年間100本以上の映画を鑑賞する筆者が独自視点で今からでも・今だからこそ見るべき映画を紹介。本作『パーソナル・ショッパー』は、セレブの買い物代行”パーソナル・ショッパー”として働く女性を襲う不可思議な恐怖を描いた作品だ。

トワイライトシリーズなどでブレイクした美女クリステン・スチュワート主演

死別した双子の兄ルイスからのメッセージを待つためパリに滞在する女性モウリーンは、超多忙なセレブの服やジュエリーの買い物を代行する”パーソナル・ショッパー”として生計を立てている。

モウリーンとルイスは霊媒師であり、ルイスは死ぬ間際に「(死後も魂が存在する証として)必ずサインを送る」と約束する。だからモウリーンは知り合いがほとんどいないパリで彼からのサインを待ちつつ、パーソナル・ショッパーの仕事を続けているのである。

そんなとき、彼女のiPhoneに差出人不明のテキストメッセージ(SMS)が届き始める。彼女を常に観察しているかのような振る舞いに戸惑い恐怖を感じるモウリーンだったが、やがてこのSMSは霊界にいるルイスからのものではないかと思うようになる・・・。

セリフが少なく、抑えた演出の中で、もっとも饒舌なのはスマホでのやりとり。静かで暗い画面が続く典型的なサイコスリラーのようでありながら、同時に霊的な存在を意識させられていくハイブリッドな不安と恐怖を感じさせる演出に引き込まれていく。
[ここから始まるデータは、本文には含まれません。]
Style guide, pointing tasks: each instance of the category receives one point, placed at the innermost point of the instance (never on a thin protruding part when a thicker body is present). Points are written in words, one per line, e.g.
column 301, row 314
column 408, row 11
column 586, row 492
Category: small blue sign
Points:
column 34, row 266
トワイライトシリーズなどで存在感を放つクリステン・スチュアートがヒロインのモウリーンを演じるが、彼女のファンなら、期せずしてけっこうなサービスカットが拝める実にお得な作品にもなっている。

(関係ないけれどクリステン・スチュワートはバイセクシュアル、というか、最近の恋愛対象としては同性メインということで話題になっている。彼女が持つ透明感とともに中性的な魅力を考えるとさもありなん、という感じだ)

死別した兄からのサインを待つ女性に届いたメッセージとは

本作は、パーソナル・ショッパーとして働く女性が、購入した服やアクセサリーを実際に身につけて、雇い主であるセレブの家で寝食するといった”禁じられた行為”をしてしまうことで、秘められた悪意というか犯罪に巻き込まれていくというサスペンスとして紹介されていた覚えがある。
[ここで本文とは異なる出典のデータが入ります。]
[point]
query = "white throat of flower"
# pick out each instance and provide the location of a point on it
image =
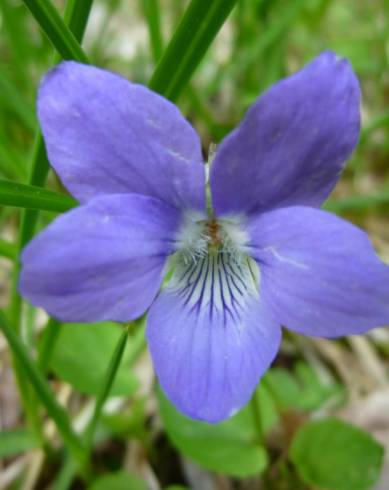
(211, 270)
しかし、実のところ伏線となっているヒロインのモウリーンの兄ルイスとの霊的な交信のほうが重要であり、スピリチュアルなモードが強い。予備知識なく観ると、かなり違和感というか驚きを感じることだろう。

全体的にいうと、よくわからないというか、作中で起きるある事件は、モウリーンを深く巻き込むことはない。中心となるのはやはり死別した兄ルイスからのサインを待つモウリーンが、ちょっとした不自然な出来事が起きるたびに、「あれ?これはもしかしてサイン?」と不安と期待が混ざった反応をすること自体にあり、彼女自身が恐怖のどん底に陥るような危険な展開はない。
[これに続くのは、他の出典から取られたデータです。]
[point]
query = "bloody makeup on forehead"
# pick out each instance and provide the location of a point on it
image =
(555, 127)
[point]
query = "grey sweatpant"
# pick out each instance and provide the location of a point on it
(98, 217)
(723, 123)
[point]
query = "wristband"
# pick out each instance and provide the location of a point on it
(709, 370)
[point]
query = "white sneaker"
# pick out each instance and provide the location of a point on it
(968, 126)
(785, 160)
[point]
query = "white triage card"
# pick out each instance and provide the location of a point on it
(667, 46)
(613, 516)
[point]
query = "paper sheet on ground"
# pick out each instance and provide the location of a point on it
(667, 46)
だからハラハラドキドキではなく、なんとも言い知れない不安や心配、といったトーンに共鳴するのが本作の味わいだと言える。実際、見知らぬ相手からとスマホで交信しながら、徐々に恐怖感が薄れ、背徳的な好奇心(≒性的な興奮)にとらわれていくモウリーンの気分はかなり共感するのではないか?だから自撮り写真を送って、という相手のメッセージに対して躊躇なく応える彼女の姿に違和感はないはずだ。

逆にいうと、日常的に感じさせられるようなちょっとした不安感。誰かわからない相手からの突然のメッセージ(現実だと大抵はスパムだがw)に対する恐れと興味。そうしたわずかな不安感をずっと持たされることが、本作の真骨頂と言えるかもしれない。